Nazlı bu sabah, tıpkı diğer sabahlarda olduğu gibi erkenden uyandı. Herkesin yaptığı gibi önce telefonuna bir göz atacak ardından avokadolu tostunu hazırlayıp gelen maillerini kontrol edecekti. Nazlı, bu sıkıcı olmayan monoton hayatını çok seviyordu. Telefonuna baktı, bildirim? Yok. Kahvaltısını hazırlamak üzere mutfağa yöneldi. Spotify’dan ‘en iyi günaydın şarkıları’ listesinden daha önce dinlemediği bir şarkı açtı. Müzik kulağı pek yoktu, kulağına ne hoş gelirse onu dinleyenlerdendi. Kahvaltısını hazırladıktan sonra bilgisayarını açtı, mail? Yok. Freelance çalışmak Nazlı’nın vazgeçilmeziydi. Böylece hayatının kontrolünün kendinde olduğunu hissediyor, yaptığı işten keyif alıyordu. Son zamanlarda maddi sıkıntılar baş gösterse de üretmeyi hiç bırakmıyor, boya kalemlerini çok seviyordu. Kalemleri onun hayatla arasındaki kuvvetli bir bağdı.
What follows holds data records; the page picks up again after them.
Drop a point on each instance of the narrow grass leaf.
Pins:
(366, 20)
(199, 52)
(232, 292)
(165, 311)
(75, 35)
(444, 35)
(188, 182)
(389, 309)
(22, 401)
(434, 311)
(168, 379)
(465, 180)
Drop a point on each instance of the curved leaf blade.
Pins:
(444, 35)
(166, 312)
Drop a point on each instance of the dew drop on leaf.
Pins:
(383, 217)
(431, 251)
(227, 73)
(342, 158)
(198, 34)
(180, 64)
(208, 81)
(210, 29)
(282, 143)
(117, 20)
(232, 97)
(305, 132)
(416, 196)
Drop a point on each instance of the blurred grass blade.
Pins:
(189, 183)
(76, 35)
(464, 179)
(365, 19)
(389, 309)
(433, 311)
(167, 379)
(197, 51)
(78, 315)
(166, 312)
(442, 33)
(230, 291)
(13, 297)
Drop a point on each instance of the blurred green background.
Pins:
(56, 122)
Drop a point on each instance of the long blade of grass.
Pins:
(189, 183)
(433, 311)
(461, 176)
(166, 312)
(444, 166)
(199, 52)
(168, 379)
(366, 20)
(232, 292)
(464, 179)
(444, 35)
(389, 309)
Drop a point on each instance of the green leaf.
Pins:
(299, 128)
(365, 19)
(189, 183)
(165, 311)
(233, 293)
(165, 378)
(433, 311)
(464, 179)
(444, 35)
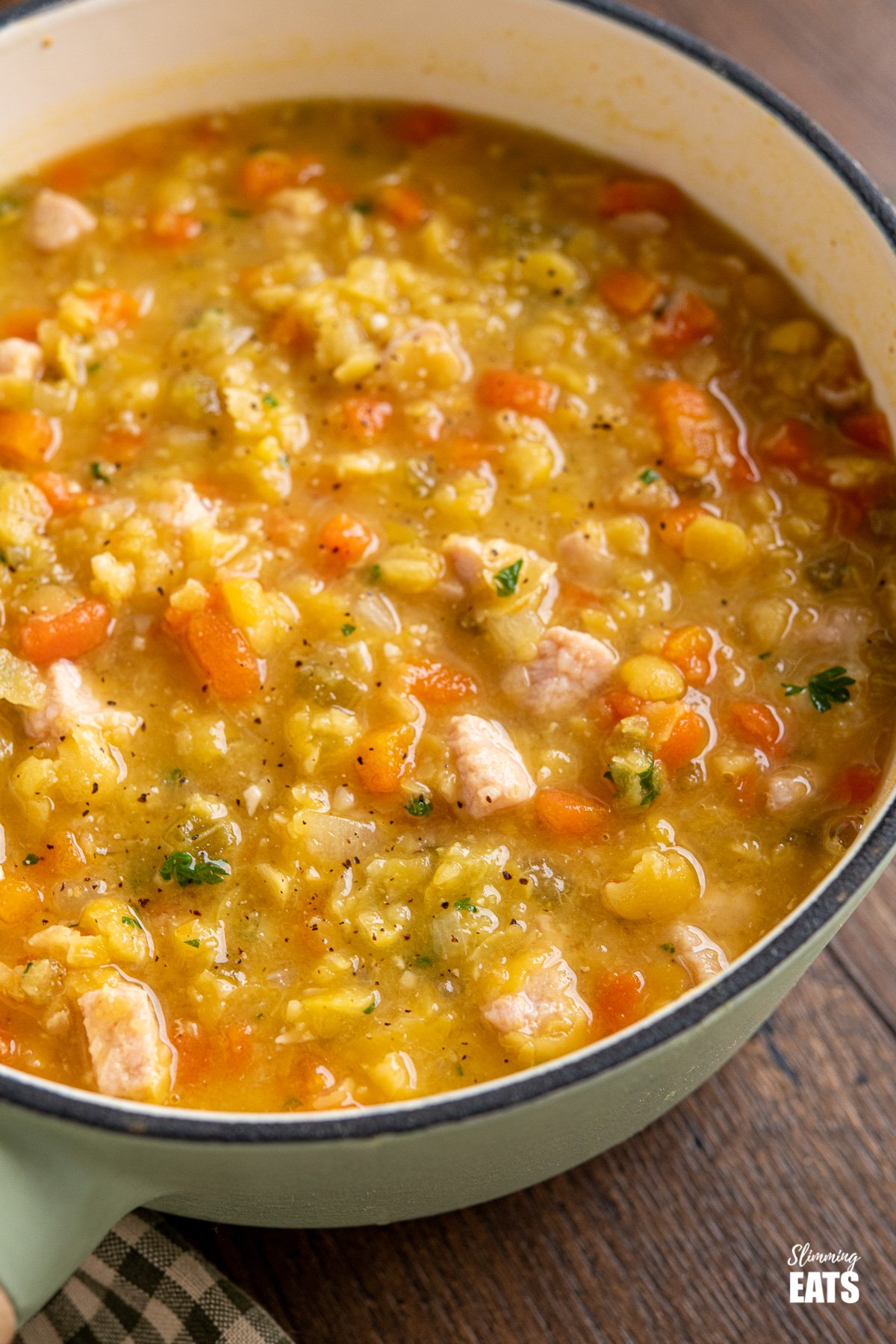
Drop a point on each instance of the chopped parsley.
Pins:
(507, 579)
(825, 688)
(187, 870)
(420, 806)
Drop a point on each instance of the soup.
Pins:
(448, 591)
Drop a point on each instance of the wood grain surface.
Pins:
(682, 1234)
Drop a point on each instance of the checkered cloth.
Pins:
(146, 1284)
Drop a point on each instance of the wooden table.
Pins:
(682, 1234)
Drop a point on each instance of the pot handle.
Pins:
(57, 1203)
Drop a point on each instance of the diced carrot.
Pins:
(791, 444)
(87, 168)
(857, 785)
(869, 429)
(116, 308)
(672, 523)
(691, 650)
(685, 322)
(346, 541)
(173, 228)
(756, 724)
(618, 1001)
(435, 683)
(630, 195)
(630, 292)
(696, 430)
(23, 323)
(622, 705)
(524, 393)
(289, 329)
(120, 443)
(570, 813)
(264, 174)
(19, 900)
(223, 655)
(680, 738)
(27, 438)
(420, 124)
(403, 206)
(383, 756)
(366, 417)
(62, 495)
(85, 626)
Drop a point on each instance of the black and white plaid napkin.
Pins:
(146, 1284)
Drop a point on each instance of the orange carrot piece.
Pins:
(511, 390)
(630, 292)
(682, 737)
(27, 438)
(756, 724)
(570, 813)
(403, 206)
(19, 900)
(630, 195)
(116, 308)
(346, 541)
(264, 174)
(23, 323)
(435, 683)
(420, 124)
(62, 495)
(85, 626)
(691, 648)
(685, 322)
(857, 785)
(173, 228)
(620, 1001)
(672, 523)
(383, 756)
(869, 429)
(366, 416)
(223, 655)
(695, 429)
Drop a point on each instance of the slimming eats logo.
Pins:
(836, 1283)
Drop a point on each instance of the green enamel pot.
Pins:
(613, 80)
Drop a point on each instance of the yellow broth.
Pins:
(448, 596)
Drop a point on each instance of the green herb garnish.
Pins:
(187, 870)
(420, 806)
(825, 688)
(507, 579)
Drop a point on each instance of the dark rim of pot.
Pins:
(447, 1108)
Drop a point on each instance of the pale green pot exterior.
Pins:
(70, 1164)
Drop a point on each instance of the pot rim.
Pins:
(63, 1102)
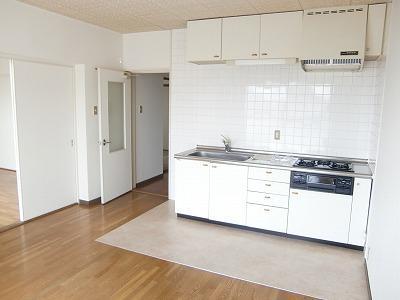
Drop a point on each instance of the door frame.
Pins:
(134, 123)
(101, 134)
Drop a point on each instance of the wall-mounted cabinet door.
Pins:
(192, 187)
(203, 40)
(280, 35)
(375, 30)
(228, 189)
(241, 37)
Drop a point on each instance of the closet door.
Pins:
(44, 111)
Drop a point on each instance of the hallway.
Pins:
(156, 186)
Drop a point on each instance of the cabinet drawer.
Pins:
(266, 217)
(268, 187)
(269, 174)
(268, 199)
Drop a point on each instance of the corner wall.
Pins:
(383, 240)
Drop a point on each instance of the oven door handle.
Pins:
(322, 187)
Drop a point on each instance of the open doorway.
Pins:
(152, 133)
(9, 207)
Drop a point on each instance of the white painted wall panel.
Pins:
(147, 51)
(7, 148)
(383, 239)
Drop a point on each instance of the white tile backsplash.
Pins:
(330, 113)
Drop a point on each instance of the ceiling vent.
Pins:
(334, 39)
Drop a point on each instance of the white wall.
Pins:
(7, 148)
(147, 52)
(165, 108)
(32, 33)
(383, 233)
(318, 113)
(151, 94)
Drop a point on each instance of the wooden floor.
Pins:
(57, 257)
(158, 186)
(9, 211)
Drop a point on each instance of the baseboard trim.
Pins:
(282, 234)
(5, 169)
(150, 180)
(13, 226)
(367, 275)
(93, 202)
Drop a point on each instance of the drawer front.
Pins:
(269, 174)
(266, 217)
(268, 187)
(268, 199)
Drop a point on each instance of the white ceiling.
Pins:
(4, 66)
(148, 15)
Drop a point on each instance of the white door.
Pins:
(43, 97)
(115, 134)
(319, 215)
(192, 187)
(228, 191)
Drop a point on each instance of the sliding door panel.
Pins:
(44, 106)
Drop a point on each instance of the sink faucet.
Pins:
(227, 143)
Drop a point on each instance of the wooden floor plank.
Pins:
(57, 257)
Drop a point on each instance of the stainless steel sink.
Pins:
(221, 155)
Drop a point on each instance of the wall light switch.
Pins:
(277, 135)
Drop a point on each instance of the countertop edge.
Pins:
(184, 155)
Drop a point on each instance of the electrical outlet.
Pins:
(277, 135)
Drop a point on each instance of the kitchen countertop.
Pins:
(279, 160)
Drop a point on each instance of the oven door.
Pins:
(319, 215)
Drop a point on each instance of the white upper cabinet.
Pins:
(375, 30)
(241, 37)
(280, 35)
(228, 190)
(203, 41)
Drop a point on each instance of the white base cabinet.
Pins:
(228, 189)
(192, 187)
(261, 198)
(359, 211)
(267, 217)
(319, 215)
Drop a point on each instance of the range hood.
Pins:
(334, 38)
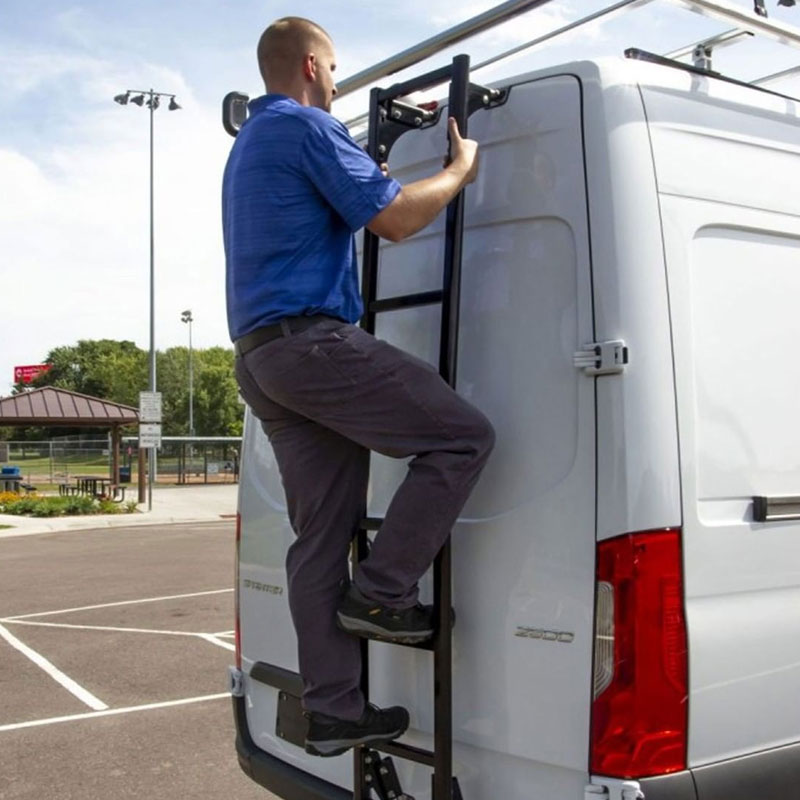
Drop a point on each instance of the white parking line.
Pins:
(208, 637)
(213, 639)
(120, 603)
(110, 712)
(56, 674)
(68, 626)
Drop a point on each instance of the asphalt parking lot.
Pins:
(114, 647)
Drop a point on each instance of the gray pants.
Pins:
(326, 396)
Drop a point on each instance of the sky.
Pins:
(74, 166)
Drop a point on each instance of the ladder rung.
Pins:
(406, 751)
(406, 301)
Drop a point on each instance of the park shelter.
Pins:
(52, 407)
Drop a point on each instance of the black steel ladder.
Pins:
(389, 118)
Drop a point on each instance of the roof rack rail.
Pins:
(746, 22)
(722, 10)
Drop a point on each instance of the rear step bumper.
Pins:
(280, 778)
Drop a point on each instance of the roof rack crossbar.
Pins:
(745, 21)
(776, 76)
(413, 55)
(724, 39)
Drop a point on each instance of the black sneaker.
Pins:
(331, 736)
(363, 617)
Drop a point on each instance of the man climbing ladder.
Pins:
(296, 189)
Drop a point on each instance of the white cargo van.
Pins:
(626, 575)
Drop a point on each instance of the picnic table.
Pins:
(94, 485)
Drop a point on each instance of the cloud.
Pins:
(75, 214)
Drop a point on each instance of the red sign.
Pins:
(28, 373)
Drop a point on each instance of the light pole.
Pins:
(186, 316)
(153, 100)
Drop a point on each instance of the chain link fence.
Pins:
(180, 460)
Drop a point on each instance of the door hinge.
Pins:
(235, 682)
(613, 789)
(602, 358)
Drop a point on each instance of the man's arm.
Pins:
(419, 203)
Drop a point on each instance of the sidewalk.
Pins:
(170, 504)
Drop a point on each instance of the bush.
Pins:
(75, 505)
(22, 505)
(78, 504)
(6, 498)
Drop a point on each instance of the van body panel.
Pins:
(638, 484)
(523, 550)
(727, 167)
(616, 200)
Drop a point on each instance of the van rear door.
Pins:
(524, 549)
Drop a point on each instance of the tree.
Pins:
(118, 371)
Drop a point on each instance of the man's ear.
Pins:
(309, 66)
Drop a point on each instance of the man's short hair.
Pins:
(283, 45)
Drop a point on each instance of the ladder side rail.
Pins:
(370, 249)
(360, 546)
(458, 108)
Koltuğuna yayıldı, eline bir kitap aldı. Ablası düştü aklına. Onu çok özlemişti. Uzaktayken onun varlığını hissedemiyor aksine yokluğu omuzlarında bir yük oluşturuyordu. Ne yapacağını bilemediği durumlarda ablasına koşmaya çok alışmıştı. Tüm kız kardeşler bilir ki ablalar bir numaralı problem çözücüdür. Bu hayatta ne öğrendiyse ablasından öğrenmişti. Kitap okumayı onunla sevmiş, kâsenin dibinde kalan çorbayı, kâseyi dışa doğru eğerek içmenin daha kolay olduğunu ondan öğrenmişti.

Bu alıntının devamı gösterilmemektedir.